Product-wise, although the Electricals category is still struggling, the Home and Personal care segments generated healthy volumes.
The results indicate that PZ is on a recovery path. Strategies introduced by the company to improve topline are paying off, coupled with seasonality impact on sales.
Despite the improvement in fx liquidity during the quarter, the company recorded a N1.2bn fx loss as a result of fx purchases from the parallel market to augment production needs.
However, its impact on the overall result was reduced by a combination of the strong topline growth and impressive gross margin, leading to a significant increase in profitability.
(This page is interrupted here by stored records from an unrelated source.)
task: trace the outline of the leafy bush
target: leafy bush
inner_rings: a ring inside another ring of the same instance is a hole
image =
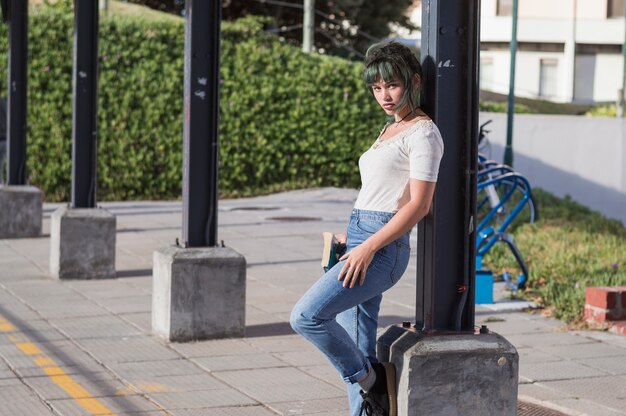
[[[260,26],[238,29],[246,26],[254,24],[240,21],[222,44],[223,187],[243,194],[356,187],[357,157],[385,118],[363,86],[361,65],[303,54],[261,35]]]
[[[576,202],[533,189],[540,220],[513,230],[530,272],[526,295],[553,309],[557,318],[578,323],[585,287],[626,285],[626,228]],[[485,257],[496,273],[515,270],[504,244]]]
[[[616,114],[617,107],[615,104],[598,105],[585,113],[589,117],[615,117]]]
[[[497,101],[481,101],[480,111],[486,111],[489,113],[506,113],[508,111],[508,103]],[[536,113],[536,111],[525,104],[515,103],[515,113],[531,114]]]
[[[262,28],[259,18],[222,26],[220,196],[357,186],[357,157],[385,117],[361,65],[303,54]],[[47,201],[70,197],[72,32],[71,2],[32,8],[27,174]],[[183,20],[104,17],[99,55],[98,200],[177,198]],[[3,66],[0,91],[5,80]]]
On the back of the results, we are increasing our 2017-18E earnings forecasts by 44% on average and our price target by 13.6% to N16.2 (implying a 15.6% potential upside).
The stock currently trades on a 2017E P/E multiple of 7.6x for an EPS decline of -49.0% in 2018E. A risk to our valuation is a further devaluation of the naira.
Although PZ shares have shed -3.5% ytd, it has outperformed the NSE ASI by 2.5%. We retain our Neutral rating on the stock.
Q3 2017 results recap
PZ’s Q3 2017 (end-Feb) sales grew by 19.0% y/y to N23.8bn while both PBT and PBT advanced by over 100% y/y.
Gross margin expansion of 820bps y/y to 32.5% more than offset a N1.2bn fx loss to lead to a PBT of N2.8bn during the quarter.
The company is still benefitting from using old and relatively cheaper raw materials, like in the prior quarter.
Regarding the fx loss, fx related trade payables increased by 11.1% in Q3 from N41.5bn in Q2 2017 (end-Nov). Sequential trends were similar to the y/y changes.
Sales grew by 44.1% q/q, enough to offset the negative impact of a -183bps q/q gross margin contraction, an 11.0% q/q rise in operating expenses and a 391.9% q/q increase in fx losses.
As such, PBT advanced by 38.6% q/q. The PAT, which was up 70.5% q/q, grew faster than the PBT due to a -76.4% q/q decline in the minority interest charge.
Over the nine month period, PZ reported revenue growth of 12.8% y/y, gross margin expansion of 759bps y/y to 33.6%, a marginal y/y rise in opex and net interest income of N150m (vs –N390m in prior year).
Cumulative fx loss was N6.1bn. However, PBT still grew by 10.0% y/y to N2.4bn while PAT of N1.5bn was flattish y/y.